- DVD cover
- Directed by: Pawans Sreedhar
- Written by: Pawans Sreedhar Poosala
- Produced by: K. Venkateswara Rao M. C. Sekhar
- Starring: Venu Thottempudi Janani
- Cinematography: M. Mohanchand
- Edited by: Nandamuri Hari
- Music by: Yuvan Shankar Raja
- Production company: Siva Sivani Movies
- Release date: 28 March 2002;
- Country: India
- Language: Telugu

= Malli Malli Choodali =

Malli Malli Choodali is a 2002 Indian Telugu-language film written and directed by Pawans Sreedhar, starring Venu Thottempudi and Janani, in lead and Vizag Prasad, Ali, P. Ravi Shankar, King Kong and Ramji among others in supporting roles. The film released on 28 March 2002 and proved to be very unsuccessful at the box-office.

== Production ==
The film was shot in Araku, Hyderabad, Ramoji Film City and Visakhapatnam. Two songs were recorded in London, reportedly a first for a Telugu film. Scenes involving Venu Thottempudi, Janani and their respective parent characters were shot at the hydraulically operated airplane set in Ramoji Film City.

==Soundtrack==
The music was composed by noted Tamil film composer Yuvan Shankar Raja. The soundtrack, released on 28 February 2002 at Hotel Green Park in Hyderabad, features 7 tracks overall, out of which 2 songs were earlier used in two Tamil films. The lyrics were written by Bhuvanachandra, Chandrabose and Kulashekhar.

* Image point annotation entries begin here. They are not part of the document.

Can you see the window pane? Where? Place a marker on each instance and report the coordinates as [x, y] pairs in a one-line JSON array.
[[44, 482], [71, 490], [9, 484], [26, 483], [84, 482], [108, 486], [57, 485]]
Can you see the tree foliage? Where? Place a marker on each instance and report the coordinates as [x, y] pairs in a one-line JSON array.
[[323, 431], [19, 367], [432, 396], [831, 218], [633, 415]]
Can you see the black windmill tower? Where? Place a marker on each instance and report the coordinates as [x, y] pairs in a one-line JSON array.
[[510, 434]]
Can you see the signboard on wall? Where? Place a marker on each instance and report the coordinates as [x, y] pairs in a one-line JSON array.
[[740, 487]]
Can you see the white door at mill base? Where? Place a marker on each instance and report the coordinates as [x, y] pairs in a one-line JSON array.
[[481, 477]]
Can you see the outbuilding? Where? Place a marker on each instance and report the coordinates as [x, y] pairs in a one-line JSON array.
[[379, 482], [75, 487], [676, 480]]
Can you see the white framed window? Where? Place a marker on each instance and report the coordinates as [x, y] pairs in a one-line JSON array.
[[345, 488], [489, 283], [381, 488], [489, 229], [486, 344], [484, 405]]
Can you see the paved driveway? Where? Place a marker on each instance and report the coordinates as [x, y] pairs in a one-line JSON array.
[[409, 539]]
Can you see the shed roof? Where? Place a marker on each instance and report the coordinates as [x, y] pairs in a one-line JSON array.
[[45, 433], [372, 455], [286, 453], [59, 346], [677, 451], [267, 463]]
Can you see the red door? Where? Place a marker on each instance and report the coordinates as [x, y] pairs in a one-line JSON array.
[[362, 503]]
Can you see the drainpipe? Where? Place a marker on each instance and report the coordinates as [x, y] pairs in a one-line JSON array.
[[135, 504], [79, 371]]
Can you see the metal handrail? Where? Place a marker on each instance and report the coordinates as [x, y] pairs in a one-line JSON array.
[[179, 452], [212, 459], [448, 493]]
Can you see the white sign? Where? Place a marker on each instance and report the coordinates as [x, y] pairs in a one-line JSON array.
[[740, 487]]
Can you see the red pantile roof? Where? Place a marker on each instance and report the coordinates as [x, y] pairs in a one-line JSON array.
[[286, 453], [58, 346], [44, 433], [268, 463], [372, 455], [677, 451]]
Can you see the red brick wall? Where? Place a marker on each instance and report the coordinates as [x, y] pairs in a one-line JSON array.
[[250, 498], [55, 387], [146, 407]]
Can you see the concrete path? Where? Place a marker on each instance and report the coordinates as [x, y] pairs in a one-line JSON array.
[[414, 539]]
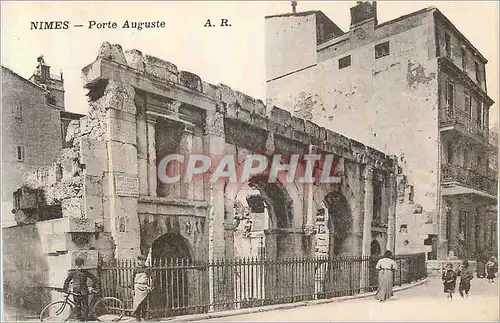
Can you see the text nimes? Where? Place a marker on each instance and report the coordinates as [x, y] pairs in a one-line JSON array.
[[93, 24]]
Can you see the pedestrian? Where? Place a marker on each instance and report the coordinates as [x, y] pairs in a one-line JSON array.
[[142, 275], [491, 270], [386, 268], [79, 278], [465, 279], [480, 270], [449, 280]]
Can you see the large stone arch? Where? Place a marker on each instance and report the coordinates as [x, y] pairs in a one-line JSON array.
[[285, 223], [173, 286]]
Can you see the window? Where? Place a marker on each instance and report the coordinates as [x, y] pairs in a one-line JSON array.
[[50, 99], [486, 117], [381, 50], [478, 72], [20, 153], [450, 97], [468, 105], [447, 45], [345, 61], [464, 59], [377, 201], [411, 194], [18, 110]]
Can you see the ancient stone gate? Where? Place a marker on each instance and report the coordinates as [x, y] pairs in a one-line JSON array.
[[143, 108]]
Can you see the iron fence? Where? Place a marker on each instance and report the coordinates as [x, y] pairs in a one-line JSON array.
[[183, 286]]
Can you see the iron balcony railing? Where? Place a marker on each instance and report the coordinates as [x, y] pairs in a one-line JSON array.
[[182, 286], [472, 178], [460, 119]]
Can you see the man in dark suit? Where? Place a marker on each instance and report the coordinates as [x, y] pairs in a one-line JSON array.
[[79, 278]]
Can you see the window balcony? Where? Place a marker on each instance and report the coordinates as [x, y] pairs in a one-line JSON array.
[[456, 180], [456, 119]]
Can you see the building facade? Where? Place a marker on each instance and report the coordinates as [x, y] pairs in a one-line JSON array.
[[31, 128], [103, 198], [414, 87]]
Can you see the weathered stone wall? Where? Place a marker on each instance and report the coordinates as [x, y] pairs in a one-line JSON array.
[[291, 34], [37, 130], [359, 102]]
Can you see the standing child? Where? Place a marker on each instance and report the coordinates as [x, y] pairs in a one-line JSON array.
[[79, 278], [465, 278], [449, 280], [491, 270]]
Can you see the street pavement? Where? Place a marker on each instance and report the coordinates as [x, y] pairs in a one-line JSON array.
[[426, 302]]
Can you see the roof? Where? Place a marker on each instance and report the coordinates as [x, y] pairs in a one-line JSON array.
[[319, 15], [447, 21], [22, 78], [71, 115], [403, 17], [298, 14]]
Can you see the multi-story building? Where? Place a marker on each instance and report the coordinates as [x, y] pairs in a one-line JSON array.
[[414, 87], [32, 127]]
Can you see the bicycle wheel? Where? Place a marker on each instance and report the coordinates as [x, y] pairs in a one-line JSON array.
[[108, 309], [59, 311]]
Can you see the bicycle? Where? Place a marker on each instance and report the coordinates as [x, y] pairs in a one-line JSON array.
[[105, 309]]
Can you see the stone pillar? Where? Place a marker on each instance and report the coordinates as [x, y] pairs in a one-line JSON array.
[[123, 181], [152, 172], [185, 149], [480, 225], [368, 210], [443, 243], [214, 144], [367, 182], [453, 243], [471, 236], [309, 219], [142, 143], [391, 223]]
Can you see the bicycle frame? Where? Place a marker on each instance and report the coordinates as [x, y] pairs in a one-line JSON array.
[[66, 301]]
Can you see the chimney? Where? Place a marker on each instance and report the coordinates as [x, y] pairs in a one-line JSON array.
[[43, 70], [364, 11]]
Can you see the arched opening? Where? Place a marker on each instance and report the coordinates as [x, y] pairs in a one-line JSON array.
[[339, 224], [261, 211], [334, 221], [170, 285], [375, 249]]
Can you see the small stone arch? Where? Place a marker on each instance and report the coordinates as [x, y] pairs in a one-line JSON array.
[[375, 249], [172, 287], [339, 223]]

| Track | Song | Singer(s) | Duration | Lyricist | Notes |
|---|---|---|---|---|---|
| 1 | 'Vennelalo' | Unni Krishnan, Bhavatharini | 4:27 | Bhuvanachandra |  |
| 2 | 'Whiskylo' | Karthik Raja, Tippu | 4:26 | Bhuvanachandra |  |
| 3 | 'Suparu' | Shankar Mahadevan, Sunidhi Chauhan | 4:49 | Chandrabose |  |
| 4 | 'Mabbullo' | Devan, Tippu | 4:47 | Kulashekhar |  |
| 5 | 'Ivi Mallela' | Yuvan Shankar Raja | 4:24 | Chandrabose | Reused song "Idhu Kaadhala" from Thulluvadho Ilamai |
| 6 | 'Teenage Paparo' | Shankar Mahadevan, Mathangi | 4:23 | Bhuvanachandra | Reused song "All Day Jolly Day" from Manadhai Thirudivittai |
| 7 | 'Malli Malli Chudali' |  | 1:36 |  |  |

== Reception ==
A critic from Full Hyderabad gave the film a negative review.